TDM Portal tile taking very long time to complete compared to what it use to take. Why?

Document ID : KB000015606
Last Modified Date : 14/02/2018
Show Technical Document Details

The very basic elements of this environment are two database tables.  The complication is that one is a DB2 table on a Mainframe, and the other is Oracle table.  If they were both Oracle tables, we could simply do a join to get to our target rows and columns.  Due to company policy, we cannot simply extract and hold in another repository the data.  Previous publishes use to complete in 8 minutes, but now it is taking 40 minutes.  Why?


How can we determine where the bottleneck is in this extract?  How can we optimize this so we can reduce our time to delivery?  

DB2 OracleTDM 4.2

The Best Possible Solution would be to create a join between the DB2 data and the Oracle table data. However, due to the disparity between the two databases, this is not possible.

The Best Practice Solution requires copying over the DB2 data into a reusable Oracle table, performing a join between the two Oracle tables, and then generating the required output. This solution by-passes the constant SQL queries that are performed against the DB2 and Oracle databases.
However, the Best Practice Solution may not be possible due to company database and security policies.

Therefore, concentrating on performance will expose the Root Cause for the performance issue which could be one or more of the following:

  • A full table scan due to a missing index.
  • The sql is returning all the rows from a very large table.
  • A problem with network latency or the database itself.

The first step in discovering Root Cause is breaking down the SQL into smaller pieces and then build the SQL back up again to the point of failure. 

Debugging Tips:

  • If you do specific column value retrievals, time each column retrieval.  Use that data against the questions that follow.
  • Perform SQL counts against returned records.  Does one return an entire table row count?  If so, you have an unbound SQL call.  The remedy to this would be to use a WHERE clause to limit the rows returned.
  • Create a series of SQL calls from the SQL console or in GTDatamaker from a SQL window.

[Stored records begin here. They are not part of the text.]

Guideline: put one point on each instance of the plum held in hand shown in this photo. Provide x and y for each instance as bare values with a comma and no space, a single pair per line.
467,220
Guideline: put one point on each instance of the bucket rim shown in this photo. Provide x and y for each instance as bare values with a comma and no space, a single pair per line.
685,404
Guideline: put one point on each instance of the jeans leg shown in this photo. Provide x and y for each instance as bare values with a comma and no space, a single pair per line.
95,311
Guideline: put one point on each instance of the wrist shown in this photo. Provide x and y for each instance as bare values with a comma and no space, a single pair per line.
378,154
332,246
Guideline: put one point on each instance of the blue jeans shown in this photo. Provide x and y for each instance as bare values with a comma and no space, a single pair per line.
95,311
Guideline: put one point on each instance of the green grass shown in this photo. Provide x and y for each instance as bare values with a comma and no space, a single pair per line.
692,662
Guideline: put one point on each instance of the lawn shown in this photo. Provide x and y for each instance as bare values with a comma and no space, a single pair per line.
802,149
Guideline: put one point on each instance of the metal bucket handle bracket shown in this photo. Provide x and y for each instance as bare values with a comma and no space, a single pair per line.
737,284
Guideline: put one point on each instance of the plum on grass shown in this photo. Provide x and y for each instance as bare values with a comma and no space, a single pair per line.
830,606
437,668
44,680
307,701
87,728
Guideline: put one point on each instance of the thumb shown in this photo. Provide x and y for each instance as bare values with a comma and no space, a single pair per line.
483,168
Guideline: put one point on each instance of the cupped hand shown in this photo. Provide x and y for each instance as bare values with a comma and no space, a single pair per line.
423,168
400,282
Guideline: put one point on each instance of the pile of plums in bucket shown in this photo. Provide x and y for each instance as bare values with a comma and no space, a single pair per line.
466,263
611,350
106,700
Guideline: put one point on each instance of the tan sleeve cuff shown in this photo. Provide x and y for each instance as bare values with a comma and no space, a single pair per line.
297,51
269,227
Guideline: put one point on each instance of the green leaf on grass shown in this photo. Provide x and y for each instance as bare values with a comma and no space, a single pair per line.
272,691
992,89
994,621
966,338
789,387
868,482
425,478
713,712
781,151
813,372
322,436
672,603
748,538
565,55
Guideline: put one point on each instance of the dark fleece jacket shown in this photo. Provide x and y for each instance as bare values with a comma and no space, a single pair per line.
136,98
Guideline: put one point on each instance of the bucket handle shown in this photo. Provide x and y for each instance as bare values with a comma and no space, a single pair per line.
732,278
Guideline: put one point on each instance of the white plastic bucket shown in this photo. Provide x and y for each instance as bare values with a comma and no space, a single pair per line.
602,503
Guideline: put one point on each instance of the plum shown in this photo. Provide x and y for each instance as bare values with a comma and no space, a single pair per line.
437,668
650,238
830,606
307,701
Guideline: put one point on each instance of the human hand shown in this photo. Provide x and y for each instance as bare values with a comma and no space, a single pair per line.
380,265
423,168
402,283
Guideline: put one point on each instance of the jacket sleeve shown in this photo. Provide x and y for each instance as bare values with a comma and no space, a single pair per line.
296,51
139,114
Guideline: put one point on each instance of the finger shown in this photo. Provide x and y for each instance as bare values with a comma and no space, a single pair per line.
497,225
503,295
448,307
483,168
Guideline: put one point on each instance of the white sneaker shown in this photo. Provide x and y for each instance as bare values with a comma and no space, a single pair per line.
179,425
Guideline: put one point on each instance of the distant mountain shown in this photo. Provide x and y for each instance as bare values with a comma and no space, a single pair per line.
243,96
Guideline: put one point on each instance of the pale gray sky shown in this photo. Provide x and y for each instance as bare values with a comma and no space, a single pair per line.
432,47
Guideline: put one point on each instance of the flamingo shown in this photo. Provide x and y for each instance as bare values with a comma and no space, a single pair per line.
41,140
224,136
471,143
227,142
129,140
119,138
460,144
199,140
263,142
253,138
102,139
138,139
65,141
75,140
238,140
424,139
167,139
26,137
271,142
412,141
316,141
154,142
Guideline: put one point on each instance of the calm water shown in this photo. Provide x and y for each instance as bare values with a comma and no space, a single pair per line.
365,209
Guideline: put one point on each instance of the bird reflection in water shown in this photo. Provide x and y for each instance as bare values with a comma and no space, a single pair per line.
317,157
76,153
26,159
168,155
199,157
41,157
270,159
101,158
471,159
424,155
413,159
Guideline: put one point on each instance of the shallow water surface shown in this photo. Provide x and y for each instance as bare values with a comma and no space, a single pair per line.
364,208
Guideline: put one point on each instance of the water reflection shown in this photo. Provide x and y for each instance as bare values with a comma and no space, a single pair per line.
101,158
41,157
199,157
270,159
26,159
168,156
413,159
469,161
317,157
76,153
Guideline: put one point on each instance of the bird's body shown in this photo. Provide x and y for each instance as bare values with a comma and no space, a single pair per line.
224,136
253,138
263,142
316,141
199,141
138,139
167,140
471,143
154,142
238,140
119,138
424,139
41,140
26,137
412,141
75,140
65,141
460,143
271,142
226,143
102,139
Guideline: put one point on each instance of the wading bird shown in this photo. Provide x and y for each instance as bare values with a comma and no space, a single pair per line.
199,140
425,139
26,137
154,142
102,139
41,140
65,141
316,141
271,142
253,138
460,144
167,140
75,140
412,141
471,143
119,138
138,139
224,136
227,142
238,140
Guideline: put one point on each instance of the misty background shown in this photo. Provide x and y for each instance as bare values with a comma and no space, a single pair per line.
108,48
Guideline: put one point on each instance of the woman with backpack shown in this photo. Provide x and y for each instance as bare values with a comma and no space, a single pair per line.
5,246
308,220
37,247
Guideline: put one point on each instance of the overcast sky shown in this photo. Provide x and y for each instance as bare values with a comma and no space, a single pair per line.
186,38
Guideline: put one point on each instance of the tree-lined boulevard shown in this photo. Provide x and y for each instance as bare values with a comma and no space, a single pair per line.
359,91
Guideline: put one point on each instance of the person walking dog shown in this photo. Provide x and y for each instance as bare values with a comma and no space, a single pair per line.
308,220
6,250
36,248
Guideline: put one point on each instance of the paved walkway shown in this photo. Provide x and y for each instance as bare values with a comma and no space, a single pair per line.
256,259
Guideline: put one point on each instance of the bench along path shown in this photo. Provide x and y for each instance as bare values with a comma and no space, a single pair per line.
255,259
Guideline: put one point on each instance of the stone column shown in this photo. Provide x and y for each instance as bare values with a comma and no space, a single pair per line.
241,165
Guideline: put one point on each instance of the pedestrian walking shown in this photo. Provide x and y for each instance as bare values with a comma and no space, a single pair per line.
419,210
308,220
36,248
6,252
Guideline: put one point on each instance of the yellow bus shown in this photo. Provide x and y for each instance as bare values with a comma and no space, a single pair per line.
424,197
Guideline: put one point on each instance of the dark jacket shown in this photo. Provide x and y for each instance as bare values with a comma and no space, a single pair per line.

Execute each SQL query separately, note the time to complete, and see if there is a pattern that points to the issue.  If no pattern, all SQL queries seem to be the same long time, this points to latency.  If one is much longer than the rest, continue with the following tips.
  • Does it take a long time for any specific column or columns?  This could be a couple of things.  Top of the list might be an index needs to be added to that column(s).
  • If so, is it related to either specific database?  This could be a matter of latency if DB2.  What is the round trip in ms?  Multiply that times the number of calls to that database - is this where the time is accumulating?
  • If these do not yield anything obvious, then it is back out to original SQL.  The current number of rows is 2500.  By plotting the total time for 100 rows, 500 rows, 1000 rows, 1500 rows, and 2000 rows, does the ratio of number of rows to time taken produce an incremental straight line or is there a jump somewhere?
  • If none of these give a definitive answer, then you can ask the DBA to run some traces on the DB to see where the bottleneck is.  Perhaps there are error messages about not enough disk space, out of memory - doing garbage collection, or perhaps the database is expanding and taking time doing that for additional table space.
  • If the DBA gives the database a clean bill of health, then ask your Network Administrator to put on a line analyzer and see where the time is being spent.  It very well could be a leg of the network is under performing and you are going through that bad router perhaps or some other network appliance that is throttling the throughput.

Based on your data, you should be able to resolve the issue.  In the case that generated this Knowledge Document, the query returned all the table contents.